Des preuves indépendantes de l’art.


I. Après ce qui vient d’être dit, il nous reste à parler de ce que nous appelons les preuves indépendantes de l’art[1]. Elles conviennent proprement aux affaires judiciaires.

II. Elles sont de cinq espèces : les lois, les témoins, les conventions, la torture, le serment.

III. Parlons d’abord des lois, de l’usage qu’il faut en faire dans le cas de l’exhortation, de la dissuasion, de l’accusation et de la défense.

IV. Il est évident que, si la loi écrite est contraire à notre cause, il faut invoquer la loi commune et les considérations d’équité comme étant plus justes.

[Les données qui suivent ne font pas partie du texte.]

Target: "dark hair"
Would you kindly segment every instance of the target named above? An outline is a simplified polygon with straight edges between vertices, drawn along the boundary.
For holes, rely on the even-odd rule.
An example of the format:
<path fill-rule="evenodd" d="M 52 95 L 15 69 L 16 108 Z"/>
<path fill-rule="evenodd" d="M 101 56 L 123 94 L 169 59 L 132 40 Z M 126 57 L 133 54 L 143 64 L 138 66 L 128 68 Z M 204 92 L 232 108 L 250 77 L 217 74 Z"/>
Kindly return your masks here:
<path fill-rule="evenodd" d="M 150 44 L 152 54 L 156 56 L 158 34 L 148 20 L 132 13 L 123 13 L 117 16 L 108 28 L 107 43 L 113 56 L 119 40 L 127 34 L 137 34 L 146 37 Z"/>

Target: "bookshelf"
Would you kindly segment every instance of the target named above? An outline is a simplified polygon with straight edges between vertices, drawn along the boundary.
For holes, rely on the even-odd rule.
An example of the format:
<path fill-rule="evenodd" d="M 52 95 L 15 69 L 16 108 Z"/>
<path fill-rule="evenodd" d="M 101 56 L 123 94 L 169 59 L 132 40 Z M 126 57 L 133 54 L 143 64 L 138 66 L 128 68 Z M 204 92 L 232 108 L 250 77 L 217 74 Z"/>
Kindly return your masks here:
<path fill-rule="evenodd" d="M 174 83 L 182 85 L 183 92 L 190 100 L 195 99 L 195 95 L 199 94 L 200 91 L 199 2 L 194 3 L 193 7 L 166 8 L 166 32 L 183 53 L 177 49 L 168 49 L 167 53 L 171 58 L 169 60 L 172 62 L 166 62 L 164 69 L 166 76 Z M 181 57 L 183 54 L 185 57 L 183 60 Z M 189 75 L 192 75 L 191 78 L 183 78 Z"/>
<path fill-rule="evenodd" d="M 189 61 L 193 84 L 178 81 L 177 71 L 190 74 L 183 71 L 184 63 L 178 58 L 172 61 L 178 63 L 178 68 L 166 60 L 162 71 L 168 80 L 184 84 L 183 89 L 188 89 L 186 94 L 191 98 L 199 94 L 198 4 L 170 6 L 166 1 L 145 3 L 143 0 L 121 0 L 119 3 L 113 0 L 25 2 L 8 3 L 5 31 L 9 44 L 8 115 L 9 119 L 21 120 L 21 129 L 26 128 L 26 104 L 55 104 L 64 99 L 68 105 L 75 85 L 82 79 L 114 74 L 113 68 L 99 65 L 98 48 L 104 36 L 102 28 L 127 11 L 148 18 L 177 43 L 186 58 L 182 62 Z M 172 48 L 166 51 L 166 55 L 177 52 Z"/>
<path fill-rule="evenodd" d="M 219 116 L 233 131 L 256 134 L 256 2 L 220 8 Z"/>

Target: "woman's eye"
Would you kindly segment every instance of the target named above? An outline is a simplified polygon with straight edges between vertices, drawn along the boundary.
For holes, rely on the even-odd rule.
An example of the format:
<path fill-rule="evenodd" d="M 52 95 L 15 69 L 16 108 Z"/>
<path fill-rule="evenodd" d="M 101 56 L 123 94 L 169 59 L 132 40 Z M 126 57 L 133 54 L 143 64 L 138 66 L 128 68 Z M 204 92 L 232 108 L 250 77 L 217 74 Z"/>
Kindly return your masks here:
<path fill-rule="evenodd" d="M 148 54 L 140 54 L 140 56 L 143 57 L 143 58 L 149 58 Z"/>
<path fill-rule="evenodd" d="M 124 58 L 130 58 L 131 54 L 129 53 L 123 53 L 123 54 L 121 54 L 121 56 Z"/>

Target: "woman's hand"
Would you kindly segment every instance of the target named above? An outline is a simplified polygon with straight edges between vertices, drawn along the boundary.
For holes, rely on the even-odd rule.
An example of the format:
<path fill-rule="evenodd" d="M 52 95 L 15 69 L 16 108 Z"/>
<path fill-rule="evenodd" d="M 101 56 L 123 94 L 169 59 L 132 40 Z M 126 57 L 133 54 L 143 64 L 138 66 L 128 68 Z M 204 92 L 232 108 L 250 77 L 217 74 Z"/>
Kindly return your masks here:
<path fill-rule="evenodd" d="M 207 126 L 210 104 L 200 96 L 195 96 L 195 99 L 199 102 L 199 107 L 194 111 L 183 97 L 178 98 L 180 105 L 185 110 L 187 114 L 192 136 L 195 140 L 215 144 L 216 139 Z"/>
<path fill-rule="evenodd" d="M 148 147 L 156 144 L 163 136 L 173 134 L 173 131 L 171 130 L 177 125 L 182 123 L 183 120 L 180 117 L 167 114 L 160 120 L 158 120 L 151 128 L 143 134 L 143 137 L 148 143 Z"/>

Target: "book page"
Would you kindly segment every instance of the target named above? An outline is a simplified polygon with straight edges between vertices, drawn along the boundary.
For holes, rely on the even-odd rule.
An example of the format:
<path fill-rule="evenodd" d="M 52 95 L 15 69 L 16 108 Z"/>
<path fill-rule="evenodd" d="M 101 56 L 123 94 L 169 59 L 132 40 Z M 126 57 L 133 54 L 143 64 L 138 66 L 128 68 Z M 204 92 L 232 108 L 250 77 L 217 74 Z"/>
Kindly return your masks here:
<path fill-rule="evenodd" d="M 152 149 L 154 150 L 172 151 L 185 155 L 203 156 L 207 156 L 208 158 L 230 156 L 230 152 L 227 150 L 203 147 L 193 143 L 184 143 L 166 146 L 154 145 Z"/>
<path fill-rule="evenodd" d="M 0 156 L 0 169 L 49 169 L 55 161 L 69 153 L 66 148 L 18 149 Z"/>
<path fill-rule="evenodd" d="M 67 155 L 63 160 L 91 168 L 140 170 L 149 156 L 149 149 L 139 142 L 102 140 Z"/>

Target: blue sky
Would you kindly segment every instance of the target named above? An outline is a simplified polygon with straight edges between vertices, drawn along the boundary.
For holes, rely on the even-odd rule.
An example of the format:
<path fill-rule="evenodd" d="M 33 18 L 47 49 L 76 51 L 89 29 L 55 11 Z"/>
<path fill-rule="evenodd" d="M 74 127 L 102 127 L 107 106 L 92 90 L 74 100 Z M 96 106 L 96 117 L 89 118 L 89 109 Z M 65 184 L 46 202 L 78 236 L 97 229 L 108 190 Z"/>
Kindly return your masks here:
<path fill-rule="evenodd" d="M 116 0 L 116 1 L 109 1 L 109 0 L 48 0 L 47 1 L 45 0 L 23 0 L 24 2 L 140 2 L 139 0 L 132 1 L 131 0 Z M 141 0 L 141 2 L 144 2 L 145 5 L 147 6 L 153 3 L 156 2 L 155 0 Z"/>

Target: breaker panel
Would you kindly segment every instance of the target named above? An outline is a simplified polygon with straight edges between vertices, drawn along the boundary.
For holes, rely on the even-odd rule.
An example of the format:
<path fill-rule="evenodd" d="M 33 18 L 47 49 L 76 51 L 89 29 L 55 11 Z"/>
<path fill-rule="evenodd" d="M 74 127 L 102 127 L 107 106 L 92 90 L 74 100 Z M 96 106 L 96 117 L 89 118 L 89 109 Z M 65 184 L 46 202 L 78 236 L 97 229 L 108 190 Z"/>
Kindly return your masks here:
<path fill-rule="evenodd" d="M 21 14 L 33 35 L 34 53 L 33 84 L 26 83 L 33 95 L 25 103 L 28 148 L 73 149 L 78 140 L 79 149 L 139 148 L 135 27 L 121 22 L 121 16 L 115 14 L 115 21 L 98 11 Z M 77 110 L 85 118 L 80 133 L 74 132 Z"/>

V. (Il faut alléguer) que la formule γνώμῃ τῇ ἀρίστῃ (juger) selon la conscience[2] implique qu’il ne faut pas invoquer en toute occasion les lois écrites.

VI. Que l’équité est éternelle, qu’elle n’est pas sujette au changement, et la loi commune non plus ; car elle est conforme à la nature ; les lois écrites, au contraire, changent souvent. De là ces paroles dans l’Antigone de Sophocle[3], lorsque celle-ci déclare, pour sa défense, que son action, si elle est contraire à l’édit de Créon, du moins n’est pas contraire à la loi non écrite :

En effet, cette loi n’est pas d’aujourd’hui, ni d’hier, mais de toute éternité…
Je ne voulais pas[4], par crainte de qui que ce soit, la violer devant les dieux.

VII. On alléguera encore que la justice est chose réelle et réellement utile, et non pas une simple apparence. Ainsi, telle loi écrite n’est pas une loi, car elle ne remplit pas la fonction de la loi ; le juge est comme le vérificateur des monnaies, et a pour mission de discerner le faux droit du vrai.

VIII. Enfin, qu’il est plus honnête d’invoquer et d’exécuter les lois non écrites que les lois écrites.

IX. Il faut voir si la loi n’est pas en contradiction avec telle autre loi généralement approuvée, ou encore avec elle-même ; ainsi, une loi porte que les conventions tiennent lieu de loi à ceux qui les ont faites, et une autre interdit ses conventions contraires à la loi.

X. De même, si la loi est équivoque, il faut la

retourner et voir dans quel sens on dirigera l’action, et auquel des deux sens on pliera son droit ou son intérêt ; puis, cela posé, s’en faire l’application.

XI. Il faut encore voir si les circonstances pour lesquelles la loi a été faite ne subsistent plus, tandis que la loi subsiste. On doit faire ressortir cette situation, et c’est par là qu’il faut combattre l’application de la loi.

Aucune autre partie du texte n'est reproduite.